The minutes restated the comments used in February’s policy statement that the rise in inflation to the 2-3% target was expected to “occur only gradually”. The issue is that “even with the strength in the labour market, wage growth was yet to pick-up”. We will know more when the Q4 wage price index is released tomorrow, but the RBA highlighted two big uncertainties.
First, “members noted that it was uncertain how much spare capacity existed and how quickly it might be eroded”. In other words, how far below the current rate of 5.5% does the unemployment rate need to fall to reach full employment? Second, “uncertainty remained about how employers would respond as spare capacity in the labour market diminished”. So even when full employment is reached, will that boost wage growth much?
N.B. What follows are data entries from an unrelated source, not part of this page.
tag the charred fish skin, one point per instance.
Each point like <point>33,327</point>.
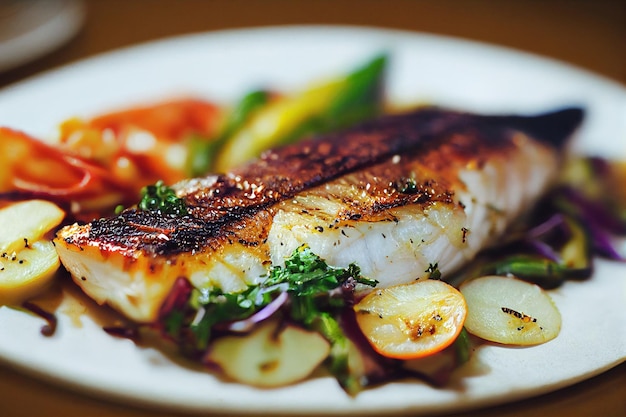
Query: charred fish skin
<point>394,195</point>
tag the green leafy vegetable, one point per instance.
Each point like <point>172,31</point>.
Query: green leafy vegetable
<point>203,152</point>
<point>313,301</point>
<point>159,197</point>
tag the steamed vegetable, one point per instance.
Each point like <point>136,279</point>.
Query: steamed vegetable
<point>412,320</point>
<point>27,259</point>
<point>271,355</point>
<point>322,108</point>
<point>510,311</point>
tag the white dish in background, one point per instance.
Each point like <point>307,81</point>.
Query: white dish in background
<point>32,28</point>
<point>223,65</point>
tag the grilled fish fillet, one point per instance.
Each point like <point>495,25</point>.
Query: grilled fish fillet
<point>397,196</point>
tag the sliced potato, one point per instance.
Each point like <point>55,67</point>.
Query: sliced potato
<point>412,320</point>
<point>270,356</point>
<point>25,222</point>
<point>510,311</point>
<point>25,273</point>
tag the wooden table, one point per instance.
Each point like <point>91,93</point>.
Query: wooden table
<point>590,34</point>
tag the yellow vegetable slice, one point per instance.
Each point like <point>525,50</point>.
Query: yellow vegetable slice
<point>270,355</point>
<point>26,221</point>
<point>412,320</point>
<point>273,122</point>
<point>25,273</point>
<point>510,311</point>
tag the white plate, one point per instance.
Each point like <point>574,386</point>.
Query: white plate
<point>222,66</point>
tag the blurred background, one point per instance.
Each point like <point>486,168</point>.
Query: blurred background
<point>587,33</point>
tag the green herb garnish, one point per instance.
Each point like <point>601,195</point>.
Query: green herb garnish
<point>159,197</point>
<point>313,301</point>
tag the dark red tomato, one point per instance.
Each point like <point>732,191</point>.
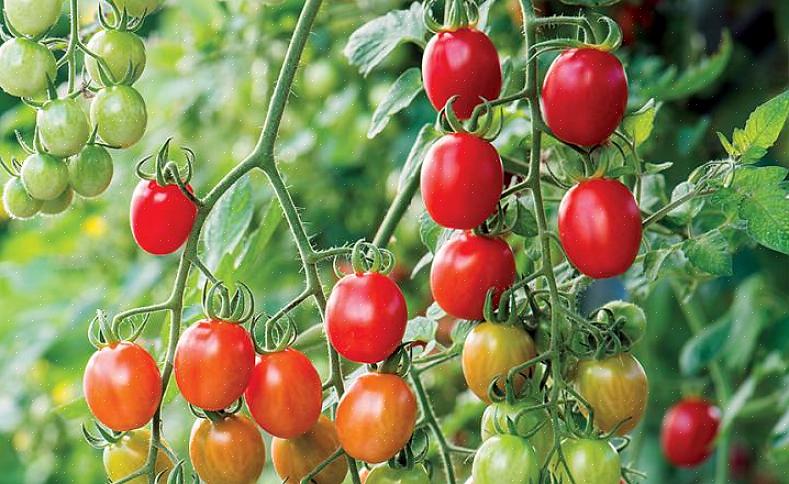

Nobody knows the exact answers to those two questions, but the lessons from the US, UK and Japan, who all have much tighter labour markets than Australia, is that the unemployment rate probably needs to fall further than widely expected to generate even modest rates of wage growth.
Add in the acknowledgement by Assistant Governor Michelle Bullock in a speech earlier today that “high debt levels will influence the calibration of interest rate changes” and the combination of low wage growth and high debt will probably keep interest rates in Australia on hold for longer than the financial markets currently expect."